Ministers have not only expanded the amount of electricity covered by the price cap but have reduced the maximum price which companies can charge. The plan covers private households and small users such as shops and social organisations.
The new price cap for electricity has been reduced from 70 to 40 cents per kWh including taxes, and the volume increased from 2,400 kWh to 2,900 kWh. Ministers hope this means that people who opted to ditch gas and switched to heat pumps will no longer be disadvantaged.
The gas cap has now been set at €1.45 per m3 including taxes, down five cents on the earlier figure.

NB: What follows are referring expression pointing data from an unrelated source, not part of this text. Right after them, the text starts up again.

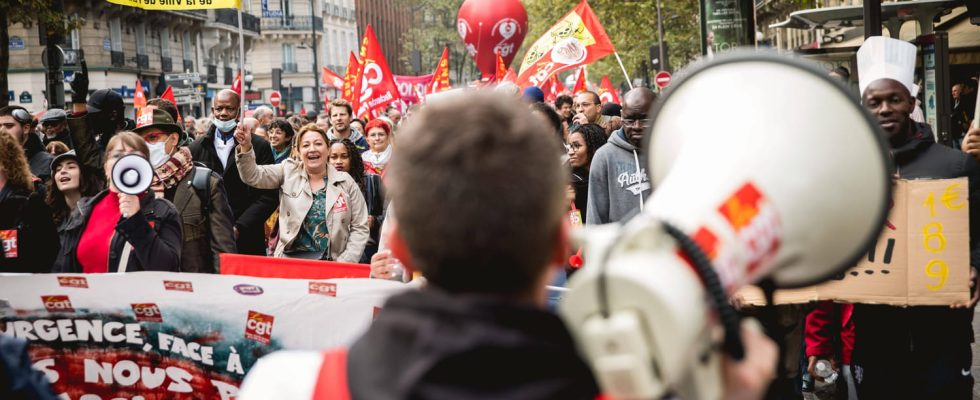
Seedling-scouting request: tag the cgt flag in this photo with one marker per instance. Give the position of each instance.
(607, 92)
(178, 5)
(350, 78)
(331, 78)
(376, 86)
(582, 83)
(577, 39)
(440, 78)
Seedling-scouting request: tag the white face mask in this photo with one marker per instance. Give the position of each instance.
(224, 126)
(158, 153)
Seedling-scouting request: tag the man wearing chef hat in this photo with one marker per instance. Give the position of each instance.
(920, 352)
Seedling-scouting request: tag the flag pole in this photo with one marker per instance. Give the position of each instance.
(628, 80)
(241, 64)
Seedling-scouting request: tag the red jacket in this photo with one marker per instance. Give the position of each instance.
(829, 326)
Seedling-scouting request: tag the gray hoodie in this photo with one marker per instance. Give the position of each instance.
(616, 182)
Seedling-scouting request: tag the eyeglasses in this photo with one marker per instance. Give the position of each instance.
(636, 122)
(21, 115)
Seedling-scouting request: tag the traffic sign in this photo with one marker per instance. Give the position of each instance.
(275, 98)
(662, 79)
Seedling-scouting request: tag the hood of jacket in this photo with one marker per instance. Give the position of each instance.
(431, 344)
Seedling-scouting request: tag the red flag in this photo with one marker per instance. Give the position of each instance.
(607, 92)
(440, 80)
(237, 84)
(331, 78)
(169, 95)
(376, 86)
(501, 69)
(139, 98)
(350, 77)
(577, 39)
(581, 84)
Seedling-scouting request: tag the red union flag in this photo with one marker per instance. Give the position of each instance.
(331, 78)
(440, 80)
(577, 39)
(375, 87)
(581, 84)
(350, 77)
(607, 92)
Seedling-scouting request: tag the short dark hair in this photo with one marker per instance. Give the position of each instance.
(553, 118)
(465, 154)
(562, 100)
(341, 103)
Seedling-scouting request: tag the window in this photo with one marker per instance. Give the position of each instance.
(115, 34)
(140, 38)
(165, 43)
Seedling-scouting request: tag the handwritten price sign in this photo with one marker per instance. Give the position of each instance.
(921, 258)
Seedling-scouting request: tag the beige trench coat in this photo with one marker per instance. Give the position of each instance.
(347, 218)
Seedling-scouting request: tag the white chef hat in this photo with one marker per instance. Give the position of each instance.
(886, 58)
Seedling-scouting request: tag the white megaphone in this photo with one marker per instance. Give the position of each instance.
(763, 168)
(132, 174)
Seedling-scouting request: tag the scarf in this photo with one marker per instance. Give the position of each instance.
(377, 160)
(172, 171)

There is no increase in the amount of gas covered by the cap, which remains 1,200 m3.
The current market price for electricity is around 83 cents per kWh, and for gas €3.66 per m3. ‘This is a big boost for many households in the Netherlands, who were already counting on price increases of several hundred euros per month this winter,’ said Bart Koenraadt from Energievergelijk.nl.
Anti-poverty campaigners and MPs had criticised the earlier version of the plan, saying it would not help people on low incomes living in poorly insulated social housing or poorer families.
Low income households will also be able to apply for an additional €1,300 in help to pay their energy bills next year, ministers said.
The price ceiling will cover 2023 in its entirety and households will be given a €190 per month discount on their bills in November and December 2022.
Compensation for small firms, such as bakers, which have also been hit hard by rising energy prices is still being finalised.
According to broadcaster NOS, the small firm cap will apply to companies in which energy bills account for at least 3% of turnover, to make sure only energy intensive companies benefit.